Privacy Policy

1. Introduction

BasedInbox Sdn Bhd ("Company", "we", "us", or "our") is committed to protecting your privacy. This Privacy Policy explains how we collect, use, disclose, and safeguard your information when you use our service.

We comply with the Personal Data Protection Act 2010 (PDPA) of Malaysia and the Personal Data Protection Act 2012 (PDPA) of Singapore.

2. Information We Collect

2.1 Account Information

• Email address
• Name (if provided)
• Password (encrypted)
• Profile picture (if using OAuth)

2.2 Document Data

• Uploaded receipts, invoices, and bank statements
• Extracted transaction data (dates, amounts, merchants, categories)
• Document metadata (file type, upload date)

2.3 Usage Data

• Log data (IP address, browser type, access times)
• Device information (device type, operating system)
• Feature usage patterns (for service improvement)

2.4 Third-Party Integration Data

• OAuth tokens for connected services (Xero, QuickBooks)
• Synced accounting data (if you enable integrations)

3. How We Use Your Information

We use your information to:

• Provide and maintain the Service
• Process and extract data from your documents using AI
• Categorize and organize your transactions
• Generate reports and claims
• Sync data with connected accounting platforms
• Send service-related notifications
• Improve and optimize the Service
• Detect and prevent fraud or abuse
• Comply with legal obligations

4. Data Processing and AI

We use artificial intelligence services to extract data from your documents:

• Documents are processed using secure AI services (Reducto)
• Transaction categorization uses AI models (Groq/OpenAI)
• Your documents are not used to train AI models
• Processing occurs in secure, encrypted environments

5. Data Sharing and Disclosure

We may share your information with:

5.1 Service Providers

• Cloud hosting (Cloudflare, Neon Database)
• Document processing (Reducto)
• AI services (Groq, OpenAI)
• Email services (Resend)

5.2 Third-Party Integrations

If you connect accounting software, we share necessary data to enable the integration.

5.3 Legal Requirements

We may disclose information if required by law or to protect our rights and safety.

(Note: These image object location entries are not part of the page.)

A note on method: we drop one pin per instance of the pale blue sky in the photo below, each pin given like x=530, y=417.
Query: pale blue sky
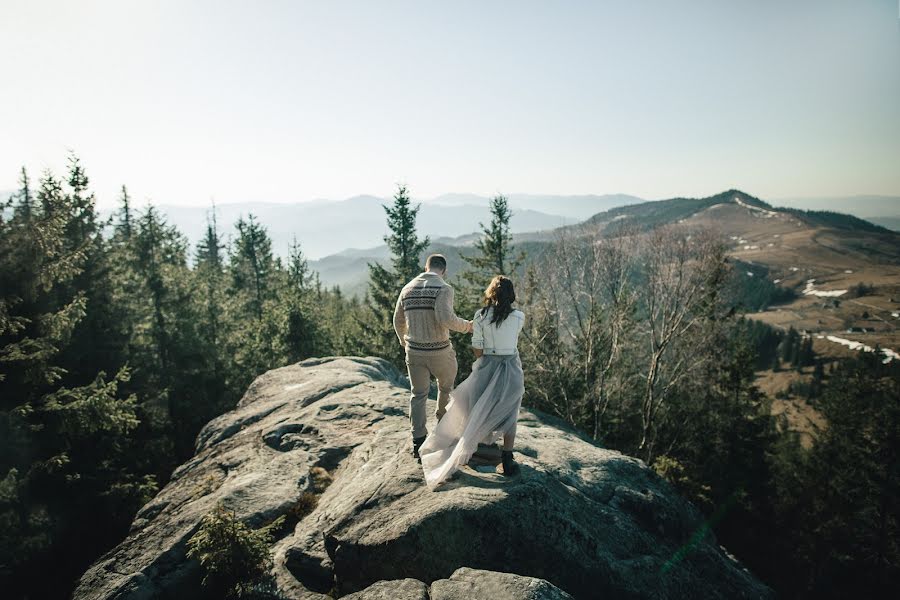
x=184, y=101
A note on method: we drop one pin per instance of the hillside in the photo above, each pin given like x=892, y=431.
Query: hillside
x=604, y=524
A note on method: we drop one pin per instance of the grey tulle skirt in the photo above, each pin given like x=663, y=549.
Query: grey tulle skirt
x=480, y=410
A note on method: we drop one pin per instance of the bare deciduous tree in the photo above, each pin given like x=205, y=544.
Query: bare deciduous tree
x=684, y=270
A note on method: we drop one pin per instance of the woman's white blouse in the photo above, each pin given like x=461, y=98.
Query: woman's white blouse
x=493, y=339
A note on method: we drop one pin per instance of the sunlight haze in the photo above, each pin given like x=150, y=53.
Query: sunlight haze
x=185, y=102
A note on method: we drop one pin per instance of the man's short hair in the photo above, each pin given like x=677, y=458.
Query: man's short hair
x=436, y=261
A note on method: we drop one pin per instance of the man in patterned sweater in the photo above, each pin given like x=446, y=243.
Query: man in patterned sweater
x=423, y=317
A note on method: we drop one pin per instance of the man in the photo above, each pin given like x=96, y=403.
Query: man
x=423, y=317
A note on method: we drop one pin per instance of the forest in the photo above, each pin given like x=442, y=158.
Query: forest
x=118, y=342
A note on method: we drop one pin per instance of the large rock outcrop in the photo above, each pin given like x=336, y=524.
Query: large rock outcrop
x=590, y=521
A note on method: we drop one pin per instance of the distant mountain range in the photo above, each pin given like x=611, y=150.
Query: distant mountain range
x=734, y=212
x=325, y=227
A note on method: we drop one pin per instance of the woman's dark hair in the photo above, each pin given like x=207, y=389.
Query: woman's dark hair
x=499, y=294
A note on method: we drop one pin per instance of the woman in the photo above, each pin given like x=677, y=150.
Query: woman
x=485, y=406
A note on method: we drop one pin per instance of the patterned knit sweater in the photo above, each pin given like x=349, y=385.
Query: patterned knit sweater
x=424, y=315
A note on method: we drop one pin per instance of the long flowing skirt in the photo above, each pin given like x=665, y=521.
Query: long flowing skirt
x=481, y=409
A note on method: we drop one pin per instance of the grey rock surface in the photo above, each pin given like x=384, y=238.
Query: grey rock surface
x=590, y=521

6. Data Storage and Security

• Data is stored on secure servers with encryption at rest
• Documents are stored in Cloudflare R2 with encryption
• All data transmission uses TLS encryption
• Access to data is strictly controlled and logged
• Regular security audits and updates are performed

7. Data Retention

• Active account data is retained while your account is active
• Deleted documents are permanently removed within 30 days
• Account data is deleted within 90 days of account closure
• Anonymized usage data may be retained for analytics
• Legal compliance data may be retained as required by law

8. Your Rights

You have the right to:

• Access - Request a copy of your personal data
• Correction - Request correction of inaccurate data
• Deletion - Request deletion of your data
• Portability - Export your data in a standard format
• Withdraw Consent - Withdraw consent for data processing
• Object - Object to certain types of processing

To exercise these rights, contact us at [email protected].

9. Cookies and Tracking

We use:

• Essential cookies - Required for authentication and security
• Preference cookies - To remember your settings (theme, etc.)

You can control cookies through your browser settings.

10. International Data Transfers

Your data may be processed in countries outside Malaysia and Singapore. We ensure appropriate safeguards are in place, including standard contractual clauses with our service providers.

11. Children's Privacy

The Service is not intended for users under 18 years of age. We do not knowingly collect personal information from children.

12. Changes to This Policy

We may update this Privacy Policy from time to time. We will notify you of any changes by posting the new Privacy Policy on this page and updating the "Last updated" date. We encourage you to review this Privacy Policy periodically.